An earlier battery startup run by Chiang, A123 Systems, ran into similar problems once it got to the actual manufacturing stage. Wrote Yahoo Autos, back in 2012:
A123 was never able to turn the promise of its creation by MIT students and faculty into real-world products. It lost out on supplying batteries for the Chevrolet Volt to South Korea’s LG Chem, with General Motors executives at the time citing the more established firm as a safer bet. A123 did eventually win a GM contract for batteries in the upcoming Chevrolet Spark EV, but that wasn’t expected to be a high-volume model.
A123’s biggest bet lay with Fisker Automotive, and when the Fisker Karma suffered a series of launch delays and sales far below expectations, A123’s finances began to take a hit. The company also had to spend $66 million on a recall of its Karma battery packs in 2011 due to a charging defect. While it tried to find other uses for its batteries outside the auto industry, none came close to generating the kind of revenue a major automotive supply contract might.
In other words, building a better mousetrap may not be enough. You’ve also got to sell that mousetrap in a world that has already built a ton of mousetrap factories. Good news for mousetrap buyers; less so for manufacturers.

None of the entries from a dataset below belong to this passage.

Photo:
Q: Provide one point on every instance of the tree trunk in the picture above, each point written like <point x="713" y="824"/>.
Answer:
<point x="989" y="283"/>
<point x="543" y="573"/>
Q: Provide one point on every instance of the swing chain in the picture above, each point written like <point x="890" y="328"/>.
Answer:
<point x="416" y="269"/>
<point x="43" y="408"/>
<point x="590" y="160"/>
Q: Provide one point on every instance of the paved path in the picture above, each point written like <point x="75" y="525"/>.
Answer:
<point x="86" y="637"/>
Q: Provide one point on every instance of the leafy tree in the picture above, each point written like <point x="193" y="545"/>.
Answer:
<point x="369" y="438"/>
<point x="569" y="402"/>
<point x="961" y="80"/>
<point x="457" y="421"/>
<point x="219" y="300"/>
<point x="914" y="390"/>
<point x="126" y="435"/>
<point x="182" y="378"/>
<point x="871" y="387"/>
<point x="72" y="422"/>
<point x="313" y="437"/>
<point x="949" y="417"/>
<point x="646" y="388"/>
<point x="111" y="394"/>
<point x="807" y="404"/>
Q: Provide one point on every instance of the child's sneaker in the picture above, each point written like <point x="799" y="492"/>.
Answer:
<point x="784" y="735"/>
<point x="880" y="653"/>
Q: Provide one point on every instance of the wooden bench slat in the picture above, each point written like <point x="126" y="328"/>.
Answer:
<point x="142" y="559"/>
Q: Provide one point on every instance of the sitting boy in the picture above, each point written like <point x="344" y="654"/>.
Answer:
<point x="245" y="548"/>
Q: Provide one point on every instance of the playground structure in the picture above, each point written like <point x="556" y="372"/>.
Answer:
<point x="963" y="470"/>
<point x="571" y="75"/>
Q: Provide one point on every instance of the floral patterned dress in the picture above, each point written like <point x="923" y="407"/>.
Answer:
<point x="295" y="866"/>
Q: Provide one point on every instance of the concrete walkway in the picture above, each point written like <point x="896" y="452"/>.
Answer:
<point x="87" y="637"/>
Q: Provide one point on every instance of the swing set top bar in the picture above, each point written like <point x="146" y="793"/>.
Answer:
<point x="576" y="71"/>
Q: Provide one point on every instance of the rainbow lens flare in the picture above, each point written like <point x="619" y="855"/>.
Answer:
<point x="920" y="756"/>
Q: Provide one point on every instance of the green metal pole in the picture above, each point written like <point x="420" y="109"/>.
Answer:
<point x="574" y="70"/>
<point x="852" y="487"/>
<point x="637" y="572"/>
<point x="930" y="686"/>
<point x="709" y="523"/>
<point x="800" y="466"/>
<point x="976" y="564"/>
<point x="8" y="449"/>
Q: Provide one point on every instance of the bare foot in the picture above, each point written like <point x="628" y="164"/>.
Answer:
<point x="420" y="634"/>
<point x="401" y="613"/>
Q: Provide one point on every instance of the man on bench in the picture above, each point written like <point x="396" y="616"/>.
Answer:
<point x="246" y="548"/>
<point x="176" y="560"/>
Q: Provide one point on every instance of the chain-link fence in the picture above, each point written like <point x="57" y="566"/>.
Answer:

Last year, when another battery startup, EEStor, failed to get a reliable product to market after seven years of promises, Grist pointed out that many of the real advances in the cost of reliable renewable technology in the last few decades have come because of political, economic, and social changes, like streamlining regulations around solar installation, rather than because of major technological breakthroughs. 24M’s new battery-making machine could still prove revolutionary. But there’s more than one way to make a revolution.